The Wild Hunt
Director: Alexandre Franchi
Stars: Ricky Mabe, Mark Anthony Krupa, Trevor Hayes
This is one of those movies that Netflix recommended for me. I hadn’t heard of it before and chose not to read the synopsis and jump right in based on the box art alone. The film opened with a wild band of Celts kidnapping a princess. A Viking warrior witnesses this and returns to plead with a king to rescue the princess. A fight between the Viking and the Norman king ensues and they attack each other – battling for the crown. The Viking claims the crown only to have the king raise up and say:
King: No fair man, I hit you twice. You’re dead!
Viking: No, I have this magical cloak of power.
King: No fucking way man. Gimme back my crown.
Yes, The Wild Hunt is not a period piece at all – it’s a film about LARPing. For those that don’t know, LARP stands for Live Action RolePlay. For people who want to go beyond the imaginative realm of tabletop gaming – LARPing offers a community of people who occasionally dress up and become their character – playing out their fantasy in a “realistic” setting. You ever play pretend as a child where a broomstick is a mighty sword and your friend is the evil wizard guarding a stolen princess? Well the LARPing community is made up of adults who still play pretend. While this community has been explored in movies before, it’s usually in either a farcical manner (Role Models) or in some unnecessarily preachy “these people are EVIL” kind of way (Mazes & Monsters, any Crime TV show). The Wild Hunt presents the serious topic from a dark and realistic perspective.
The film’s main protagonist is Erik (Ricky Mabe) who is left alone to take care of his dying father while his brother Bjorn (Mark Anthony Krupa) and his girlfriend Lynn spend every weekend in the wilderness immersed in their role-playing game. It’s hard for them to get away, Bjorn is, after all, the leader of the Viking clan while Lynn is the fabled Princess Evlynia. That’s pretty much all there is for the first half of the movie – the damn boring half. It’s just Erik moping around his house and crying while imagining his girlfriend in all kinds of LARP orgies. This is occasionally interrupted by Bjorn wandering through a Renn fest village and shouting about Norse gods.
After over 30 minutes of NOTHING – Erik decides to drive up to the LARP event and bring his girlfriend home. Of course his refusal to play this game in character and drag away a vital member of their fantasy/drama causes a huge rift in this community. True to reality, these LARP folk take their game VERY seriously. If you’re interested to find out just how serious the LARPers take their trade, check out The Spoony Experiment (Noah Antwiler) and his show Counter Monkey as he talks about the role-playing community. The Wild Hunt does take an interesting and a dark turn as these people get SERIOUS about their game.

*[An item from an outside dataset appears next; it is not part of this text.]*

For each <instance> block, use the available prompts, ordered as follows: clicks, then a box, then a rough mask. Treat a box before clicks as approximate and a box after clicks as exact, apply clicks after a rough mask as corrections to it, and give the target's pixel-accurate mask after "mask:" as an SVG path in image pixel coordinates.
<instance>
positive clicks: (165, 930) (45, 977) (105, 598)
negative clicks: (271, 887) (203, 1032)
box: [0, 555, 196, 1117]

If you’ve got the patience to stick through the boring half of this Canadian LARPing movie it is eventually worth it. The Wild Hunt is a SLOW movie with a decent payoff – though it doesn’t quite make it worth it. It’s a good enough movie when it finally does end – but is it worth the wait? Well, I wasn’t really attached to the characters and was only watching the movie because I had nothing better to do at the moment so.. No, not in my opinion. There’s simply not enough happening to keep interest in this movie going. I appreciate the novelty of a more realistic view of the LARP community but that dies down rather quickly. In short, The Wild Hunt is an overlong and tedious movie that eventually rises to the level of “Well, that wasn’t too bad.”